Variable-length parameters in C language are rarely used in self-designed interfaces during development. However, printf is the most commonly used parameter interface, while feeling the strong charm of printf, do you want to figure out how printf is implemented? Here we will explore the mysteries of the variable length parameters in C language.
Consider the following question: if we do not use the facilities provided in the C standard library (libc), can we implement functions with variable length parameters? Let's try it.
Step by step, let's take a look at the fixed parameter list function,
Void fixed_args_func (int A, double B, char * C)
{
Printf ("A = 0x % P \ n", & );
Printf ("B = 0x % P \ n", & B );
Printf ("c = 0x % P \ n", & C );
}
For functions with fixed parameter lists, the names and types of each parameter are directly visible, and their addresses can also be obtained directly. For example, through & A, we can get the address of, we also learned that A is of the int type through the function prototype Declaration; we can get the address of B through & B, and know that B is of the double type through the function prototype Declaration; through & C, we can get the address of C and use the function prototype declaration to understand that C is of the char * type.

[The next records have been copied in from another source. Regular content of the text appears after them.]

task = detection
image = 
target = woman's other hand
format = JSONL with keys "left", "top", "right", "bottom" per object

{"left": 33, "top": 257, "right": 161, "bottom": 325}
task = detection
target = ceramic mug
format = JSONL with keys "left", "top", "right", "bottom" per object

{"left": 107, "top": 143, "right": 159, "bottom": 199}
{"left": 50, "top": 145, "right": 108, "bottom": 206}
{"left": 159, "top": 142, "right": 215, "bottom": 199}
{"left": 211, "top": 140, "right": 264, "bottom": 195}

But for the variable-length function, we have not been so smooth. Fortunately, according to the C standard, functions that support variable length parameters must have at least one leftmost fixed parameter in the prototype Declaration (this is different from the traditional C, traditional c allows pure variable-length parameter functions without any fixed parameters), so that we can get the fixed parameter address, but still cannot get the address of other variable-length parameters from the Declaration, such:
Void var_args_func (const char * FMT ,...)
{
......
}
Here we can only get the address of the fixed parameter FMT. We cannot determine it from the function prototype only "... "There are several parameters and what types of parameters are, and naturally the location cannot be determined. So how can we do it? Recall the process of passing parameters in the function in the brain, regardless "... "How many parameters are there and what type each parameter is, they are the same as the parameter passing process of fixed parameters. In simple terms, they areStack operationsStack is open to us. In this way, once we know the location of a fixed parameter on the stack of a function frame, it is entirely possible to export the location of other variable-length parameters. Following this idea, we will continue to go down, an example is used to explain: (here we should note that function parameter loading and parameter space address allocation are all "implementation-related", and different platforms and compilers may be different, so the example below is only in IA-32, Windows
XP, mingw GCC v3.4.2)
Use the above fixed_args_func function to determine the order of the stack.
Int main ()
{
Fixed_args_func (17, 5.40, "Hello World ");
Return 0;
}
A = 0x0022ff50
B = 0x0022ff54
C = 0x0022ff5c
From this result, it is obvious that the parameters are pushed from right to left into the stack one by one (the stack is extended from high address to low address, and the stack bottom occupies the highest memory address, the parameter that is first imported into the stack has the highest geographic position ).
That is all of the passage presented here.